Con quienes hablé del asunto –nada menor– concluimos que hay una mirada edulcorada de la maternidad, y que en realidad es dura e ingrata en algunos aspectos, sobre todo en este mundo capitalista que poco genera para hacernosla más fácil. ¿Suena egoísta? Puede ser.
Pero en contextos como el de Argentina, con crisis económicas recurrentes, con escaso acompañamiento en la crianza de los padres de las criaturas, con un Estado que se desentiende de las políticas de cuidado –y el sector privado, muchas veces también–, con empleos que nos exprimen y nos dificultan conciliar vida laboral y familiar, y con el deseo encendido de querer vivir vidas más plenas, más allá del destino de la maternidad, cada vez más mujeres se plantan y deciden no tener hijos o al menos lo piensan. Es un escenario posible. Antes era poco frecuente, aunque siempre hubo algunas que pudieron hacerlo. ¿Y el deseo de ser madres? Ahora me pregunto si no es la propia sociedad capitalista la que nos crea la necesidad y el deseo de serlo. Preguntas que me hago.
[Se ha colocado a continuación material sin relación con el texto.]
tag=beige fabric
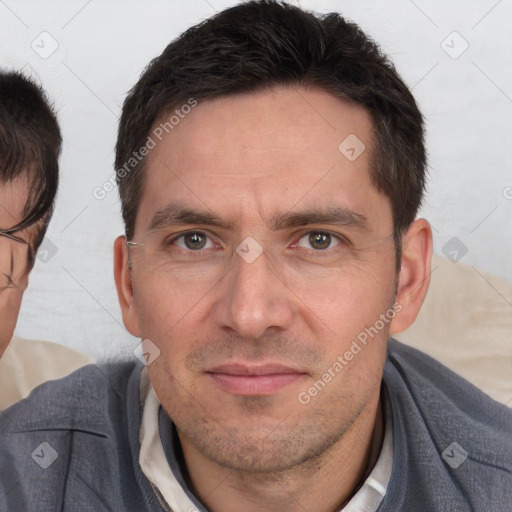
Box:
[394,256,512,407]
[0,337,93,411]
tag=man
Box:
[0,1,512,512]
[0,71,90,410]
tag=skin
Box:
[114,87,432,512]
[0,178,30,357]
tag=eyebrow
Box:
[149,203,370,231]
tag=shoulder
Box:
[0,362,137,434]
[382,340,512,512]
[0,337,93,410]
[0,363,148,511]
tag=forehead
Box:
[135,87,389,232]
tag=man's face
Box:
[0,178,30,357]
[124,88,396,471]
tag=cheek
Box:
[290,263,394,339]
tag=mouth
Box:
[206,364,308,396]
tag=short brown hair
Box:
[0,70,62,250]
[115,0,426,255]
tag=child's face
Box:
[0,179,31,357]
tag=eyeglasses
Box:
[0,230,34,291]
[127,228,393,275]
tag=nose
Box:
[212,244,296,339]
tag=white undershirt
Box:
[139,368,393,512]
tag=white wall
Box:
[0,0,512,356]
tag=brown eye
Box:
[176,231,208,251]
[309,233,332,250]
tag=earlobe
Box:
[390,219,432,333]
[114,236,140,337]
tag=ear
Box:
[114,236,140,338]
[390,219,432,333]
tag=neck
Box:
[180,396,384,512]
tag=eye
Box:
[293,231,341,251]
[172,231,216,251]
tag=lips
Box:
[206,364,307,396]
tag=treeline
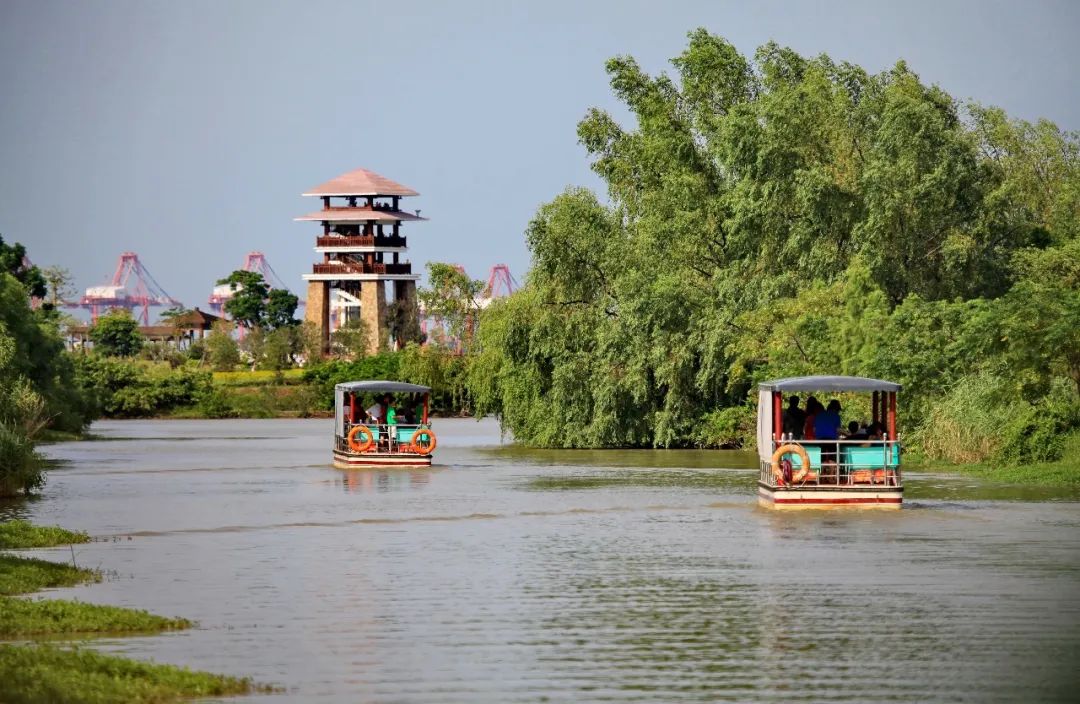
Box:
[0,238,93,497]
[469,29,1080,461]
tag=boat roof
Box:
[758,377,901,392]
[334,380,431,393]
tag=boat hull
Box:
[334,450,431,470]
[757,482,904,509]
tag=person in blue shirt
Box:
[813,398,841,462]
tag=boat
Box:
[334,380,437,470]
[757,376,904,509]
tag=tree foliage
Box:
[90,308,144,357]
[470,29,1080,459]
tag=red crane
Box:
[420,265,518,353]
[208,252,303,315]
[481,265,517,298]
[67,252,184,325]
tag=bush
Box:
[303,352,402,409]
[693,405,757,447]
[77,356,212,418]
[0,423,45,497]
[912,373,1080,464]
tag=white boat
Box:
[334,381,437,470]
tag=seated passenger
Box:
[843,420,866,439]
[802,396,825,439]
[813,398,841,439]
[784,396,807,439]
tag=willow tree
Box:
[472,29,1080,446]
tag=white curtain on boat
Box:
[757,390,772,462]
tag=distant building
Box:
[296,168,427,353]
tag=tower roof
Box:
[303,168,419,195]
[293,207,428,222]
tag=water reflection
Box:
[334,470,432,493]
[16,420,1080,703]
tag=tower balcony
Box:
[315,234,406,248]
[311,261,413,275]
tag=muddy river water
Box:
[8,420,1080,702]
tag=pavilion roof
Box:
[303,168,419,195]
[294,207,428,222]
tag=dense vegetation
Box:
[469,30,1080,461]
[0,238,92,496]
[0,520,270,704]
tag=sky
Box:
[0,0,1080,309]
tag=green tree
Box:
[41,267,76,308]
[0,236,49,298]
[266,288,300,330]
[205,321,240,371]
[468,29,1080,447]
[217,270,270,327]
[416,261,484,350]
[387,298,422,350]
[90,308,144,357]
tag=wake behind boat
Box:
[334,381,436,470]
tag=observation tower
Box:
[296,168,427,353]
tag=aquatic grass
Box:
[214,369,303,387]
[0,555,102,596]
[0,597,194,638]
[0,645,280,704]
[527,470,745,491]
[0,519,90,550]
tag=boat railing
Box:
[334,421,431,452]
[759,438,903,487]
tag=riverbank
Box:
[0,520,273,704]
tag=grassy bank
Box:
[0,520,90,550]
[0,520,272,704]
[0,646,272,704]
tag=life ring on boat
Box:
[772,443,810,486]
[348,425,375,452]
[408,428,438,455]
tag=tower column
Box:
[303,281,330,354]
[360,281,387,354]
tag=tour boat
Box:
[757,377,904,509]
[334,381,436,470]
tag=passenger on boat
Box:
[813,398,841,463]
[802,396,825,439]
[784,396,807,439]
[364,394,390,424]
[813,398,841,439]
[843,420,866,439]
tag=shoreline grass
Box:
[0,519,90,550]
[0,520,281,704]
[0,597,194,638]
[0,554,102,596]
[0,645,280,704]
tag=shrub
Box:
[693,405,757,447]
[77,356,212,418]
[0,422,45,497]
[912,373,1080,464]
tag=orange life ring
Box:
[772,443,810,486]
[408,428,437,455]
[348,425,375,452]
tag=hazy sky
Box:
[0,0,1080,307]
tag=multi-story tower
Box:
[296,168,427,353]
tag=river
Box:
[8,420,1080,703]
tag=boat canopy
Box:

¿Qué cambió? Ya no nos pesa la culpa de contar el lado B de la maternidad. Antes era un secreto que no se compartía porque no estaba bien visto quejarse del «regalo del cielo» o de las «bendis». Los feminismos nos abrieron las cabezas y nos permitieron pensarnos no solo en el rol de madres. Y decirlo. Ya no nos engañan con el verso de la abnegación. Con amor o sin amor, es trabajo. Estamos hartas de hacer malabares entre las tareas domésticas y de cuidado, nuestras trayectorias educativas y/o laborales y nuestros deseos y sueños. También queremos tiempo para el ocio. También sin culpa.
Porque además, como dedicamos más horas a criar y cuidar que los varones padres –lo muestran las encuestas de uso de tiempo–, trabajamos menos en el mercado laboral pago y esa ecuación nos juega en contra a la hora de jubilarnos. También ahí la balanza de género es desigual.
Hemos roto la foto que sacraliza la maternidad. Y lo hemos contado a viva voz. Las que tuvimos hijos, ya no podemos salir de la rueda –como un hámster– y seguimos corriendo. Pero nuestras hijas –más ellas que ellos–, que nos vieron –o ven– tironeadas por las obligaciones de la casa, es muy probable que no se vayan a comer la curva. El acceso a los métodos anticonceptivos, la educación sexual integral y la posibilidad del aborto legal son clave para que cada joven pueda elegir si quiere o no quiere tener hijos. No hay tradwife que las puedan convencer de volver a la cocina, a amamantar y a cambiar pañales como destino ineludible femenino. Pero que el rechazo al mandato de la maternidad –o su cuestionamiento– no sea un nuevo estigma como tiempo atrás caía sobre «la solterona» de la familia.